Il Movimento Cinque Stelle è nel caos, spezzato in due, con Gisueppe Conte e Luigi Di Maio impegnati in una lotta di potere. Non sui princìpi, ma su questioni insignificanti. Premono per arrivare al terzo mandato, o magari al quarto o al quinto. Ci vorrebbe un’idea per uscire da politiche fumose. La gente non si appassiona più perché il Movimento è diventato vecchio. Quanto sono cambiati velocemente i tempi.

Marzo 2018: i marziani del Movimento conquistano Roma, con il 33 per cento alle elezioni politiche.

Le cinque stelle del Movimento erano rappresentate da: acqua pubblica, ambiente, mobilità sostenibile, sviluppo e connettività.
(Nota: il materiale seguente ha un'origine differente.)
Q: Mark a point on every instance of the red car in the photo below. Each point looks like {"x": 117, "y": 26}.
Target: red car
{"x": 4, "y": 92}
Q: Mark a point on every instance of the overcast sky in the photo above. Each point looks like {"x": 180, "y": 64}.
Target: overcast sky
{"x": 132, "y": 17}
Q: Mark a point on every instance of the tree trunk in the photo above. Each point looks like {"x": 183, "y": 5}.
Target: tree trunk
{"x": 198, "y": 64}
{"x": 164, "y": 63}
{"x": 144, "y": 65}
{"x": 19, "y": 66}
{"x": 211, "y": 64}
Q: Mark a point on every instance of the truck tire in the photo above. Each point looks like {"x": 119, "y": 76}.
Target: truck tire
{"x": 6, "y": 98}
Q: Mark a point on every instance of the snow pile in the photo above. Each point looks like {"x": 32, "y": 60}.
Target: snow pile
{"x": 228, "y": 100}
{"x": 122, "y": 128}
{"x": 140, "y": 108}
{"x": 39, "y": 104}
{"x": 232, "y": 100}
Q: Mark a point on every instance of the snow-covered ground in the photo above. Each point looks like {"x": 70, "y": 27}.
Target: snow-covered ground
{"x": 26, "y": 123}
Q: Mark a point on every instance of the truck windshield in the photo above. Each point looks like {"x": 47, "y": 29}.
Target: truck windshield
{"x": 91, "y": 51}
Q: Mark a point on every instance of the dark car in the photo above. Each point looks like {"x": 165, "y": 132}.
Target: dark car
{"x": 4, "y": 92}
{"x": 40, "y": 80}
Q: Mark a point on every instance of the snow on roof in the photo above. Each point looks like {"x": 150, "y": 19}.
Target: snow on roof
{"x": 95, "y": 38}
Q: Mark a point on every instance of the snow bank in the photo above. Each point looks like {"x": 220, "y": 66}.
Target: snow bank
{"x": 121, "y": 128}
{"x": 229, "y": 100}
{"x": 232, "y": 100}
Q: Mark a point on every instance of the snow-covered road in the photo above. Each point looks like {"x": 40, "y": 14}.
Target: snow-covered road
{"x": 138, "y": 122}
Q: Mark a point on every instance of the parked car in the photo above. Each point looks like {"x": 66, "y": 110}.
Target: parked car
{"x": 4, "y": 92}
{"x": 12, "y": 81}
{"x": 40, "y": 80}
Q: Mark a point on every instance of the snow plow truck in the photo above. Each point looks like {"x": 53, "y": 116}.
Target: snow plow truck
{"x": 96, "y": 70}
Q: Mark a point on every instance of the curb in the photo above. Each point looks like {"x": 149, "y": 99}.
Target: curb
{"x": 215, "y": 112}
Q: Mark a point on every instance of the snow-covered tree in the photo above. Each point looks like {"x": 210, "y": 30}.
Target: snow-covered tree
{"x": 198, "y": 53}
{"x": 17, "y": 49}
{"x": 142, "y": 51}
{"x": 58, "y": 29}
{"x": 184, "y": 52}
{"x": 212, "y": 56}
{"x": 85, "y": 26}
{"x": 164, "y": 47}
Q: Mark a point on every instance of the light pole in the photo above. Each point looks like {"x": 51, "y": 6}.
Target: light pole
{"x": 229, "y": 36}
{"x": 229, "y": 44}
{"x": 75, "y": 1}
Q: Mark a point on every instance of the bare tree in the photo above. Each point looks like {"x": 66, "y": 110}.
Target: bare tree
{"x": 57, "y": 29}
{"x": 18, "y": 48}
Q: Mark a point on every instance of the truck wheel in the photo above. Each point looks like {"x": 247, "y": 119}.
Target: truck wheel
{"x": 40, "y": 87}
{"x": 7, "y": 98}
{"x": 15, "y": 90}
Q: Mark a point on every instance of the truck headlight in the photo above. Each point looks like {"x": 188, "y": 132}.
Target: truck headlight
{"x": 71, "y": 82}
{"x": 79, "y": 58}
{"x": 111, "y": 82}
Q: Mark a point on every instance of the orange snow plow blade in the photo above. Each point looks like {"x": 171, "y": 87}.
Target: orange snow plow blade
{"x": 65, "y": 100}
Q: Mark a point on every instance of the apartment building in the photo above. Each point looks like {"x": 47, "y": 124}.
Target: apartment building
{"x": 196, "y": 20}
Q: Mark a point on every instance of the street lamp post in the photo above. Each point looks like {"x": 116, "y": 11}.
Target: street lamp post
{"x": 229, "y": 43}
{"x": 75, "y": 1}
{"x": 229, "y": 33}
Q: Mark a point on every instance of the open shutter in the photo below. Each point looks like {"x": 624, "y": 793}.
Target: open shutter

E prima di tutto l’indimenticabile slogan “onestà, onestà, onestà”.

Ai posti di comando le cose sono state un po’ diverse. L’acqua pubblica non è mai diventata una priorità. Le politiche ambientali sono state timide; la modifica dell’articolo 9 della Costituzione, seppur importante, rischia di rimanere confinata nella forma. La mobilità è rimasta un labirinto. Non si ricorda una legge che aiutasse lo sviluppo. Delle politiche digitali non si è saputo più nulla. Delle buche di Roma, invece, si ha profonda memoria.

Rimane l’onestà. Marcello De Vito, presidente dell’assemblea capitolina, finisce nello scandalo dello stadio della Roma e viene cacciato. Un po’ pochino, rispetto alle roboanti promesse di cambiamento.

Al governo, ai pentastellati è mancata la guida, soprattutto quella di Gianroberto Casaleggio, morto nel 2016, mentre la popolarità di Beppe Grillo è scemata passo dopo passo.

Appena un anno dopo le elezioni politiche, la metà degli elettori non c’è più. E Matteo Salvini  decide di sfruttare il magic moment ed esce dal governo. Il Movimento si dimezza al 17 per cento. Grazie al Pd e a Matteo Renzi resta al comando, ma la pandemia mette in ginocchio anche il secondo governo Conte.

I Cinque stelle hanno inanellato una serie di mosse sbagliate. Hanno perso il senso dell’orientamento persino sui loro cavalli di battaglia, a partire dal taglio dei parlamentari. Sull’onda del populismo, invece di una sforbiciatina, hanno insistito sul taglio draconiano, passando da 950 a 600 deputati e senatori. 

Giuseppe Conte ha governato in anni difficili, questo è innegabile. Adorato per la sua pacatezza in mezzo a tanto fracasso, non è stato però in grado di sostenere la situazione. Tanto che Sergio Mattarella ha suonato la campanella e ha chiamato Mario Draghi.

Dopo aver costruito la sua fortuna inneggiando alla diversità, oggi il Movimento si ritrova nella più triste delle normalità. E’ a tutti gli effetti un partito come gli altri, con le correnti, i tatticismi, gli sgambetti.

È la storia del marziano di Ennio Flaiano. Prima stupisce creando grande curiosità, ma presto si aggira ignorato e malinconico per le vie della città. Se non si inventano qualcosa, il futuro non sarà tanto roseo.